With Easter coming up this weekend, Niagara-on-the-Lake residents are being urged to celebrate the holiday indoors.
“We will celebrate together once we’ve wiped this virus,” Lord Mayor Betty Disero said during a virtual council meeting Monday.
“It is so important to stop the spread as quickly as possible. And the only way to do this is to stay home. If you’re walking, walk from home keeping a two-meter distance, wash your hands frequently and try not to touch your face.”
While some residents keep their distance when they’re out exercising in the parks, other community members are parking illegally, climbing over fences and driving around the barricades to play in some of the fenced-off areas, Disero noted.
Over the past weekend, the town received 30 phone calls and 23 emails of complaints regarding properties or incidents of non-compliance with the provincial emergency orders, town’s interim chief administrative officer Sheldon Randall said at the meeting.
Town bylaw officers, who now work seven days a week, patrolled the parks 65 times on the weekend and issued five parking tickets, Randall said. The officers issued two notices and one fine and had to ask 46 different people to “move along.”
The town ticketed three non-essential businesses for operating in violation of provincial rules, Disero told The Lake Report.
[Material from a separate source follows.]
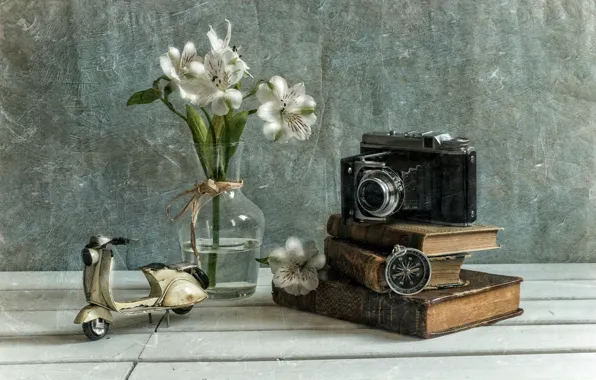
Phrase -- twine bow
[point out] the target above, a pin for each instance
(208, 187)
Four contract staff continue to help the officers with the enforcement in addition to backup provided by Niagara Region and Niagara Regional Police. If the number of calls continues to increase, there are two additional contract staff available to assist, Randall said.
As the number of confirmed coronavirus cases in the Niagara region increased to 149 as of Monday, the lord mayor reiterated that those who are returning from abroad, or people who don’t feel well, should stay home and call Telehealth if the symptoms get worse.
“Please comply,” Disero urged during the meeting. “The efforts and the money the town has spent to continually remind those of you who aren’t complying … has a negative impact on all of the members of our community.”
As of Thursday, April 9, NOTL transit will stop running until further notice. Town contracts scheduled to start in April or later will be delayed and any non-essential town projects have been put on hold.
The fire department also received 500 surgical masks from Dr. Rebecca Zabek-Clark and Dr. Kevin Clark of Niagara-on-the-Lake Dental. Additional masks are on the way from overseas but it will take time before they arrive, Randall told councillors.
Coun. Erwin Wiens also provided an update regarding migrant workers. The planes from Jamaica started arriving last week, he said, and any worker arriving in town will be quarantined for 14 days.
Workers won’t be allowed to go on a farm to do any work during a two-week isolation period but they will be compensated for 30 hours per week. Resources, food and other essential items will be brought to bunkhouses.
Every bunkhouse will also have social distancing rules, Wiens said, so that every worker will be two metres apart from the others.
Workers from Mexico are supposed to arrive on April 14, but it’s not confirmed yet, Wiens told councillors. No arrival dates are available yet for those coming from Trinidad and Tobago, Barbados and Eastern Caribbean Islands due to closed borders.
Later during the meeting, town councillors approved a bylaw that gives the town’s director of community and development services Craig Larmour an authority to revoke licenses from short-term rental operators if they are still operating despite being deemed a non-essential business by the province.
Larmour will also be able to prohibit operators from applying or reinstating a license for a year and impose a fine of no more than $750 or any increased amount the province may set for every day on which the rentals operate after the bylaw comes into effect.
Disero also thanked local organizations, businesses and associations for their work and offered condolences to families who lost their loved ones during the pandemic.